My understanding is that axles are only part of the added weight. This is good to know though. The guy from Giant quoted in the article I posted above seems to suggest we are headed for lighter thru-axles anyway.


----------



## Donn12

I road a diverge expert carbon today. it was very nice but the synapse I road afterwards felt more responsive and much lighter. The diverge weighed in at 19.3 lbs without pedals. I had the synapse 105 carbon (rim brake model with normal road tires) weighed as well and i was shocked that it also came in over 19lbs with demo look pedals installed. both were size 58cm. I am a little skeptical of the hub design of the diverge which would make different wheels tricky. I did like the diverge a lot and If I did not have a CX bike I would have bought the diverge. The synapse will let me do some road/gravel events with 28-30cm tires if necessary and I think to will be a little better as a rain/roadbike


also to be fair I am sure that 25mm vs 30mm tires had a big influence on how it felt and responded


----------



## Rashadabd

Donn12 said:


> I road a diverge expert carbon today. it was very nice but the synapse I road afterwards felt more responsive and much lighter. The diverge weighed in at 19.3 lbs without pedals. I had the synapse 105 carbon (rim brake model with normal road tires) weighed as well and i was shocked that it also came in over 19lbs with demo look pedals installed. both were size 58cm. I am a little skeptical of the hub design of the diverge which would make different wheels tricky. I did like the diverge a lot and If I did not have a CX bike I would have bought the diverge. The synapse will let me do some road/gravel events with 28-30cm tires if necessary and I think to will be a little better as a rain/roadbike
> 
> 
> also to be fair I am sure that 25mm vs 30mm tires had a big influence of how it felt and responded


I think it's a great choice given your interests and what you already have. The Synapse is easily one of 3 best carbon bike I have ridden...ever. The Tarmac and the Giant TCR are the other two. My bias is toward race oriented bikes, that's just what I like to ride (given the handling, ride quality, etc.), so it is very significant to me that the Synapse is right there with my two favorite race rides. It was that good. If you are not determined to have thru-axles and/or discs with them, you cannot go wrong by getting a Synapse in my opinion. For those that don't have a problem with possibly being limited to Roval wheels (which really shouldn't be an issue because they have become a good product and are pretty reasonably priced), the Diverge might be a better fit if you plan to be a serious gravel grinder/gravel racer. That scene appeals to me as well and I see good reasons for going with either of these bikes to be honest.


----------



## 92gli

Those through axles specialized are using is a really odd choice considering that several manufacturers make ones with release levers. I was seriously thinking about the comp carbon but I didnt want to find out the hard way that no other axles would work. I ended up getting a GT grade. 

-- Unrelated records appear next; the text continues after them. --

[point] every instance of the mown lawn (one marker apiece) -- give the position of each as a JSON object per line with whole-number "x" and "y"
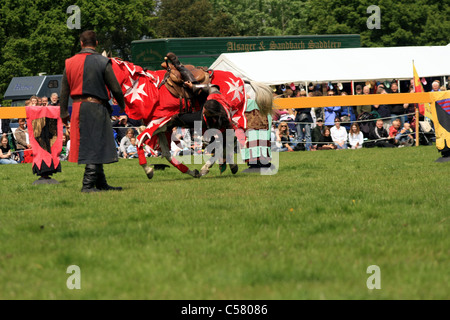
{"x": 308, "y": 232}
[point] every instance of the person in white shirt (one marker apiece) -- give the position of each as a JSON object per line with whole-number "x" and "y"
{"x": 339, "y": 135}
{"x": 355, "y": 137}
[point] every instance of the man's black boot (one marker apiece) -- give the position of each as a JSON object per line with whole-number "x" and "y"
{"x": 89, "y": 179}
{"x": 101, "y": 183}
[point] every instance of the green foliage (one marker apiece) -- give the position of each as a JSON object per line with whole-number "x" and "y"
{"x": 191, "y": 18}
{"x": 35, "y": 37}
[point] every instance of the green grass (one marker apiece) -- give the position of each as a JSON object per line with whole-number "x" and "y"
{"x": 308, "y": 232}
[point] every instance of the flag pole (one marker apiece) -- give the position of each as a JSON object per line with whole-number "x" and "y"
{"x": 416, "y": 111}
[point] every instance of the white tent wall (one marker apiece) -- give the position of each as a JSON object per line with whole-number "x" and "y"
{"x": 336, "y": 65}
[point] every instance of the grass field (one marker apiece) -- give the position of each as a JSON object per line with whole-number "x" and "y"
{"x": 308, "y": 232}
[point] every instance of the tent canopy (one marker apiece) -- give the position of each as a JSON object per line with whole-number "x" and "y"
{"x": 336, "y": 65}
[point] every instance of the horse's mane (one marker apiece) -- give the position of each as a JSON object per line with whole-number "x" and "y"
{"x": 263, "y": 97}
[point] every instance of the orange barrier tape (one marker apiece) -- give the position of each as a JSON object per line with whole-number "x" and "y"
{"x": 357, "y": 100}
{"x": 12, "y": 112}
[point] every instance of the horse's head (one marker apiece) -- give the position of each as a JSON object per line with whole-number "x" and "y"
{"x": 216, "y": 115}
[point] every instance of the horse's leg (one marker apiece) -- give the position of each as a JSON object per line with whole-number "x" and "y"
{"x": 208, "y": 165}
{"x": 143, "y": 162}
{"x": 165, "y": 150}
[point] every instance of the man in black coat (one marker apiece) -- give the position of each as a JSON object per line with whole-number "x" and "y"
{"x": 86, "y": 78}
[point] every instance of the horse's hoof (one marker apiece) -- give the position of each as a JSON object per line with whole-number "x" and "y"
{"x": 222, "y": 167}
{"x": 195, "y": 173}
{"x": 148, "y": 172}
{"x": 234, "y": 168}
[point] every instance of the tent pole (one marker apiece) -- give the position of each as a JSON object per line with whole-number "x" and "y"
{"x": 417, "y": 125}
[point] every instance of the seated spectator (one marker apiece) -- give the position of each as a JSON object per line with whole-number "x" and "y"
{"x": 317, "y": 133}
{"x": 22, "y": 139}
{"x": 132, "y": 149}
{"x": 54, "y": 99}
{"x": 303, "y": 119}
{"x": 339, "y": 135}
{"x": 383, "y": 110}
{"x": 394, "y": 130}
{"x": 6, "y": 156}
{"x": 325, "y": 141}
{"x": 355, "y": 137}
{"x": 284, "y": 138}
{"x": 125, "y": 142}
{"x": 380, "y": 136}
{"x": 404, "y": 136}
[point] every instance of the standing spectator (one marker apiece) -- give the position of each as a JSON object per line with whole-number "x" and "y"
{"x": 121, "y": 126}
{"x": 132, "y": 149}
{"x": 34, "y": 101}
{"x": 91, "y": 133}
{"x": 339, "y": 135}
{"x": 364, "y": 108}
{"x": 304, "y": 119}
{"x": 325, "y": 141}
{"x": 330, "y": 113}
{"x": 6, "y": 156}
{"x": 22, "y": 138}
{"x": 380, "y": 136}
{"x": 283, "y": 138}
{"x": 5, "y": 130}
{"x": 317, "y": 133}
{"x": 54, "y": 99}
{"x": 398, "y": 110}
{"x": 383, "y": 110}
{"x": 66, "y": 147}
{"x": 436, "y": 86}
{"x": 44, "y": 101}
{"x": 404, "y": 137}
{"x": 125, "y": 142}
{"x": 394, "y": 130}
{"x": 348, "y": 115}
{"x": 355, "y": 137}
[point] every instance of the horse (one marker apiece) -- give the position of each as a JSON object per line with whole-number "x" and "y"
{"x": 152, "y": 97}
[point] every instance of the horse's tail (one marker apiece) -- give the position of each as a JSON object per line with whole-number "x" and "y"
{"x": 263, "y": 97}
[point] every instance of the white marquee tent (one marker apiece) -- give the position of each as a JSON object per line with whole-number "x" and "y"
{"x": 336, "y": 65}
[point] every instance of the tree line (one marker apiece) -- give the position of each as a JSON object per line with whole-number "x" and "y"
{"x": 36, "y": 36}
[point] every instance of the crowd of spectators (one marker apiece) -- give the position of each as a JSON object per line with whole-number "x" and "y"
{"x": 339, "y": 127}
{"x": 310, "y": 129}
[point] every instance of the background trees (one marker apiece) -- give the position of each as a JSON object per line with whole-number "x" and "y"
{"x": 35, "y": 38}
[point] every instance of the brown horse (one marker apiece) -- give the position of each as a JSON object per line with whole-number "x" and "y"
{"x": 148, "y": 96}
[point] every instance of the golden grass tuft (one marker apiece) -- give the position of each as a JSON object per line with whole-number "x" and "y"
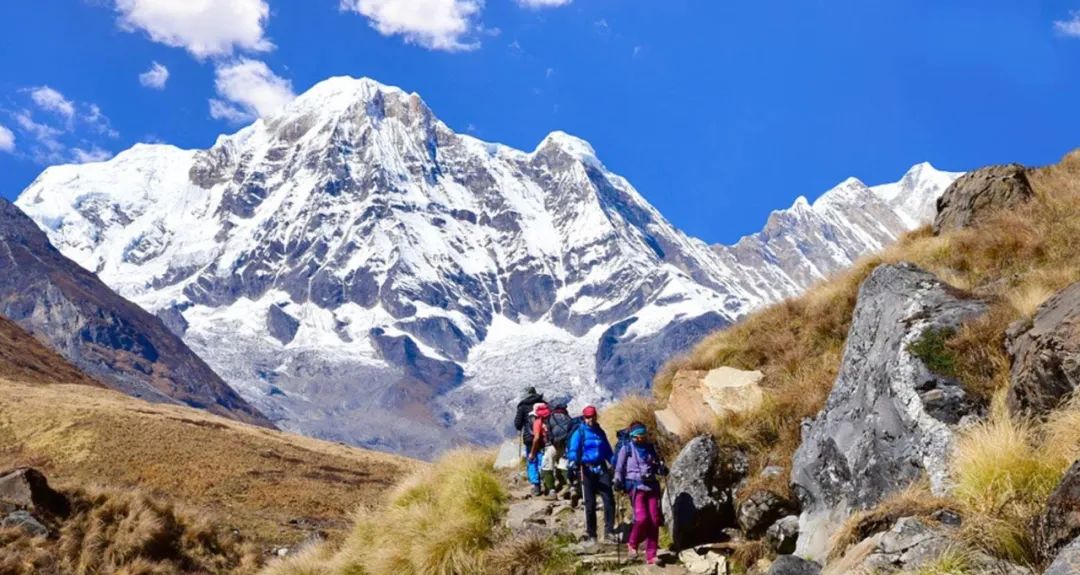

That said - the red comp carbon is a badass looking bike. I keep checking this thread to see if anyone gets one.


----------



## zep

*Syntace X-12*

The Diverge uses the Syntace X-12 axle standard.

Syntace


----------



## Rashadabd

92gli said:


> Those through axles specialized are using is a really odd choice considering that several manufacturers make ones with release levers. I was seriously thinking about the comp carbon but I didnt want to find out the hard way that no other axles would work. I ended up getting a GT grade.
> 
> That said - the red comp carbon is a badass looking bike. I keep checking this thread to see if anyone gets one.


I agree. I love the bike on many levels, but it was a curious choice to use a axle system that requires a tool/hex key/allen wrench to remove the wheel out on the road. I don't think it will be that big of a deal for most folks, but it does seem a bit weird given what they did with their other bikes and given what other manufacturers like Focus, Norco, and Colnago are doing with their tru-axles.


----------



## Donn12

92gli said:


> Those through axles specialized are using is a really odd choice considering that several manufacturers make ones with release levers. I was seriously thinking about the comp carbon but I didnt want to find out the hard way that no other axles would work. I ended up getting a GT grade.
> 
> That said - the red comp carbon is a badass looking bike. I keep checking this thread to see if anyone gets one.


What red one? Do you mean the grey expert with red accents or something else?

As far as the axle, my specialized epic has the same type. the front has a release lever and the rear requires a Allen wrench. That bike has a swat multi tool but I would not ride without a multi tool anyway. Interestingly enough....the front has been loose a time or two...the rear - never


----------



## 92gli

View attachment 304598


/\ the red comp carbon. Couldn't link from the specialized site.


----------



## Rashadabd

92gli said:


> View attachment 304598
> 
> 
> /\ the red comp carbon. Couldn't link from the specialized site.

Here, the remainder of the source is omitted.